Balancing Specialization and Adaptation in a Transforming Scientific Landscape

This repository contains the source of the paper "Balancing Specialization and Adaptation in a Transforming Scientific Landscape".

Installation

The repository relies on DataLad, a git and git-annexed based software for reproducible research and data sharing. DataLad installation instructions can be found here.

If you do not want to use DataLad and just want to take a look at the code and data from your browser, please go to https://gin.g-node.org/lucasgautheron/adaptation_specialization_material.

To install the repository and all the dependencies (code and data):

datalad install -r git@github.com:lucasgautheron/specialization-adaptation.git

Please note that the repository contains nested submodules. The above command will install all of them recursively.

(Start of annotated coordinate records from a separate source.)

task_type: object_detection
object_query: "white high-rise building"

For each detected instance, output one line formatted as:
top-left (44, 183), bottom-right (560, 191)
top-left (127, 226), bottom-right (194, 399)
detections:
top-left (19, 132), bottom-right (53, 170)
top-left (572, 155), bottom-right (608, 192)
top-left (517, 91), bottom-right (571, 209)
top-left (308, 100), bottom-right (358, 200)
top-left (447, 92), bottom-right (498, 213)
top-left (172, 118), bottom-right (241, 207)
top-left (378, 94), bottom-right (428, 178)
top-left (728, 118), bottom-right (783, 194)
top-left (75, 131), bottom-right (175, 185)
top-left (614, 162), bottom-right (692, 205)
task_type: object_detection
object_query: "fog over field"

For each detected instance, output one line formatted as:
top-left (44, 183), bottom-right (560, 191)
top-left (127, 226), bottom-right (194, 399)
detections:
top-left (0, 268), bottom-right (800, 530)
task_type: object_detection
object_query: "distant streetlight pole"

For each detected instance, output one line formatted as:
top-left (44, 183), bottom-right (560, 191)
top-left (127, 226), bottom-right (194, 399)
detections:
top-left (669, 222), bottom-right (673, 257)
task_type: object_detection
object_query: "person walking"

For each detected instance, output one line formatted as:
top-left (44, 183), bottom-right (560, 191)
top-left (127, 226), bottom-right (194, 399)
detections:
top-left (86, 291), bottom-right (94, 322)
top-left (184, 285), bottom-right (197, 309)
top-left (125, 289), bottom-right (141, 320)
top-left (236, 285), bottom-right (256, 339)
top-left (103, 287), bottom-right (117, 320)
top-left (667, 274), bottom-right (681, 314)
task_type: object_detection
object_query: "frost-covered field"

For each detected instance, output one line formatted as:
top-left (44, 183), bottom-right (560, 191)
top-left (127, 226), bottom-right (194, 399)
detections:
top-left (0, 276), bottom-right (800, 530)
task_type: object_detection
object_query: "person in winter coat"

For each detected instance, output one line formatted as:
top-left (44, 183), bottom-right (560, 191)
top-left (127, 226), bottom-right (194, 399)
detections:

For certain analyses, you will need to download the source data:

datalad get specialization_adaptation_material/inspire-harvest/database

Some analyses will require intermediate analyses outputs to be downloaded as well. They can be downloaded individually with datalad get, e.g.:

datalad get specialization_adaptation_material/output/etm_20_pretrained/etm_instance.pickle

Manuscript compilation

The manuscript can be re-compiled by issuing the following commands:

make clean
make

Code organization

The code that performs the main analyses can be found in specialization_adaptation_material/code. The table below describes its organization:

Script Function Dependencies
code/etm.py Learns embeddings and topics.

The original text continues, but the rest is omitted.